This repository contains the code for the paper Merging Text Transformer Models from Different Initializations by Neha Verma and Maha Elbayad.
We recommend creating a new virtual environment, and installing the following dependencies:
pip install -r requirements.txt
Main masked language modeling experiments are run on a subset of the BooksCorpus, as it was a subset of the original BERT training data. To extract a subset of the data, run the following command:
cd my_datasets
python sample_books_corpus.py $PATH_TO_BOOKS_CORPUS
We use several models from the MultiBERTs reproductions, accessible on HuggingFace via the google/multiberts-seed_i
paths, where i
is the seed number. We also fine-tune these models on the GLUE benchmark for additional experiments, using the HuggingFace library.
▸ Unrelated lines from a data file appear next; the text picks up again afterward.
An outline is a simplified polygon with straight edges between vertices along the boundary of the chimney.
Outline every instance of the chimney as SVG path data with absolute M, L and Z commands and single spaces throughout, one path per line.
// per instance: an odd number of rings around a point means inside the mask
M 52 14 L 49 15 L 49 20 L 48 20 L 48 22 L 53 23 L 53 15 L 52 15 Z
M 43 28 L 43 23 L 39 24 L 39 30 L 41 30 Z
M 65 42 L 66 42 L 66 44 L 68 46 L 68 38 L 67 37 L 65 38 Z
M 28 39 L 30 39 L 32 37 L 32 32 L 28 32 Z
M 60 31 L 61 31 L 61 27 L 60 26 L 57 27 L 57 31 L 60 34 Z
To fine-tune these models, run the following command:
bash training/finetune_glue.sh $seed_index $task
Where task is one of the GLUE tasks in [mnli, cola, sst2, stsb, qnli, qqp, rte, mrpc]
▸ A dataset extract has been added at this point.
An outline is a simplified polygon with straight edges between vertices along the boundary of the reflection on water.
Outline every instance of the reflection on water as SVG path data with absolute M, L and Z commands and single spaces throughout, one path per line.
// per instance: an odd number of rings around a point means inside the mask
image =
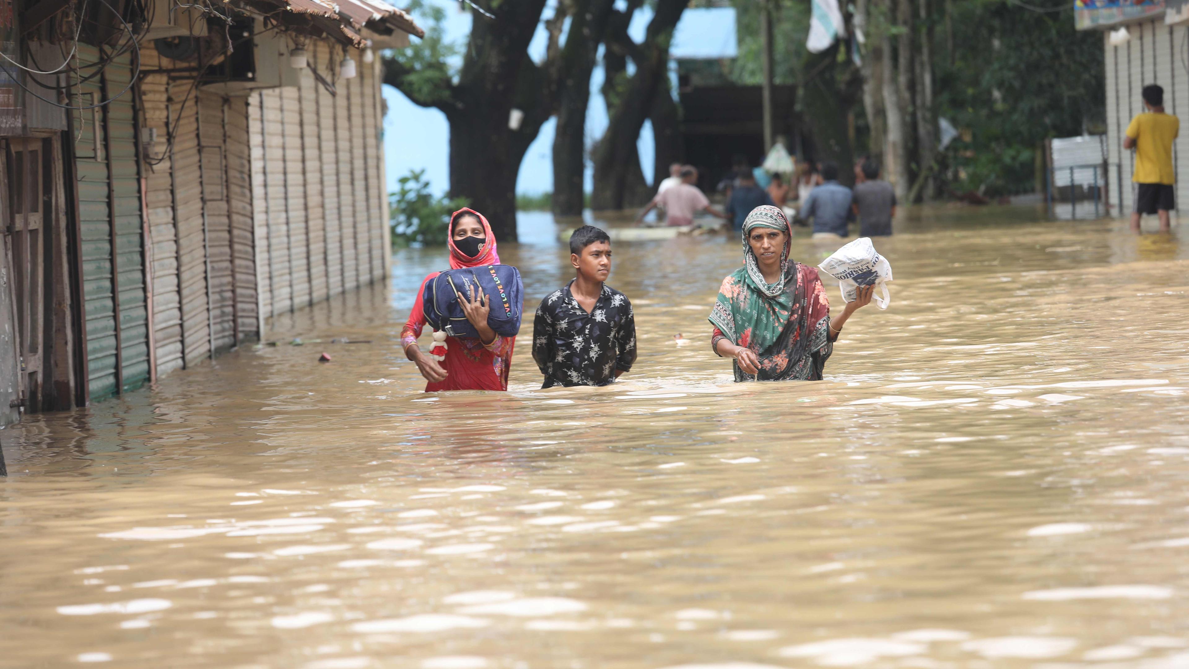
M 526 332 L 510 393 L 427 396 L 402 251 L 302 346 L 0 432 L 0 667 L 1183 667 L 1189 245 L 1030 215 L 877 240 L 822 383 L 730 382 L 709 235 L 616 246 L 623 382 L 537 389 Z M 522 226 L 535 302 L 568 257 Z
, and seed_index is the index of the seed in 1-5
.
To merge models, we have the following scripts to produce merged models from our paper:
# merge models by feed-forward and/or attention components
bash experiments/run_component_experiments.sh
# merge models using different attention merging algorithms
bash experiments/run_mha_experiments.sh
# merge models using different residual merging algorithms
bash experiments/run_res_experiments.sh
# merge models using different data amounts
bash experiments/run_data_ablation.sh
# merge glue models, trained in previous step
bash experiments/run_glue_experiments.sh
Finally, many other merging experiments can be run using experiment/merge_bert_classifiers.py
, adding potentially adding configs to the configs/
directory.
To evaluate glue models before merging, run the following command:
python evaluation/graphing_glue.py --task $TASK --originals --outfile vanilla_${TASK}
Where task is one of the GLUE tasks in [mnli, cola, sst2, stsb, qnli, qqp, rte, mrpc]
To evaluate glue models after merging, run the folowing:
python evaluation/graphing_glue.py --task $TASK --path $PATH_TO_MERGED_MODELS --merge-type $MERGE_TYPE --outfile $OUTFILE
Where task is one of the GLUE tasks in [mnli, cola, sst2, stsb, qnli, qqp, rte, mrpc]
, merge-type is one of the merge types in [res_only, attn_only, ff_only, ff+attn, res+attn, ff+res, all]
To evaluate MLM models before merging, run the following command:
python evaluation/graphing_mlm.py --originals --outfile vanilla_mlm
To evaluate MLM models after merging, run the following;
python evaluation/graphing_mlm.py --path $PATH_TO_MERGED_MODELS --merge-type $MERGE_TYPE --outfile $OUTFILE --train-frac $TRAIN_FRAC
where merge-type is one of the merge types in [res_only, attn_only, ff_only, ff+attn, res+attn, ff+res, all]
and train-frac is the fraction of the training data used in the MLM experiments.
If a permutation was applied to the output projection, pass the relevant --unmerge
flag to the command.
If you use this code, please cite our paper:
@article{verma2024merging,
title={Merging Text Transformer Models from Different Initializations},
author={Neha Verma and Maha Elbayad},
journal={arXiv},
year={2024},
}
We would like to acknowledge the authors of the ZipIt! codebase, which we use as a starting point for our repository. We also acknowledge the authors of the BERT-similarity, which we used to help with our GLUE fine-tuning code.